Cass. 1re civ., 19 juin 2019, n° 18-20883
Au cours d’un accouchement et en raison d’une dystocie des épaules de l’enfant à naître (c’est une complication rare mais grave de l’accouchement qui se manifeste lors de l’expulsion lorsque les épaules du bébé restent bloquées dans le bassin de la mère alors que sa tête est déjà sortie), le gynécologue obstétricien effectue des manœuvres d’urgence obstétricales. L’enfant présente une paralysie obstétricale du plexus brachial droit(c’est une paralysie du bras et de la main suite à une atteinte des nerfs qui innervent le bras, de l’épaule au coude) et une expertise met en évidence l’absence de faute du praticien et l’inexistence d’un dysfonctionnement de l’établissement de santé. La mère, agissant tant en son nom personnel qu’en sa qualité de représentante légale de son fils mineur, assigne l’ONIAM en indemnisation.
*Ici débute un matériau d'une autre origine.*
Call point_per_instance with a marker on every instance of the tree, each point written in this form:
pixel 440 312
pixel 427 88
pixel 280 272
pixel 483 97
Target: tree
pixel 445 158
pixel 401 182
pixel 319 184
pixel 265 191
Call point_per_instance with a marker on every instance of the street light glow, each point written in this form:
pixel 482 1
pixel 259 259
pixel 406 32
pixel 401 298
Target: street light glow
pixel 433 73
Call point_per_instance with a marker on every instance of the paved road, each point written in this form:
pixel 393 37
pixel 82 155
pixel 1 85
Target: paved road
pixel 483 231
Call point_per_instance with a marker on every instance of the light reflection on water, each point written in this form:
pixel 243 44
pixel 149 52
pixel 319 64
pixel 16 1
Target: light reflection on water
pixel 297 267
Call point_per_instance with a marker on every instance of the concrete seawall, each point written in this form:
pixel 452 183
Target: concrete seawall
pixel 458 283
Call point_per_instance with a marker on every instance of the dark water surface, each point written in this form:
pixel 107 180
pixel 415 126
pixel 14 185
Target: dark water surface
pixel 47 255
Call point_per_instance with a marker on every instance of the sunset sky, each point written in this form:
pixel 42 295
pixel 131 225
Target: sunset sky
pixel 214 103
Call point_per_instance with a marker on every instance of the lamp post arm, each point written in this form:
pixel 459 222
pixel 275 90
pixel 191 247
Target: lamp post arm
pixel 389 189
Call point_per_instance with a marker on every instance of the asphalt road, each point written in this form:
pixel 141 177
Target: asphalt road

I- Imputabilité des préjudices de la victime directe à un acte de soins au sens de l’article L.1142-1 du Code de la santé publique
Si l’accouchement par voie basse constitue un processus naturel, les manœuvres obstétricales pratiquées par un professionnel de santé lors de cet accouchement caractérisent un acte de soins au sens de l’article L. 1142-1 du Code de la santé publique.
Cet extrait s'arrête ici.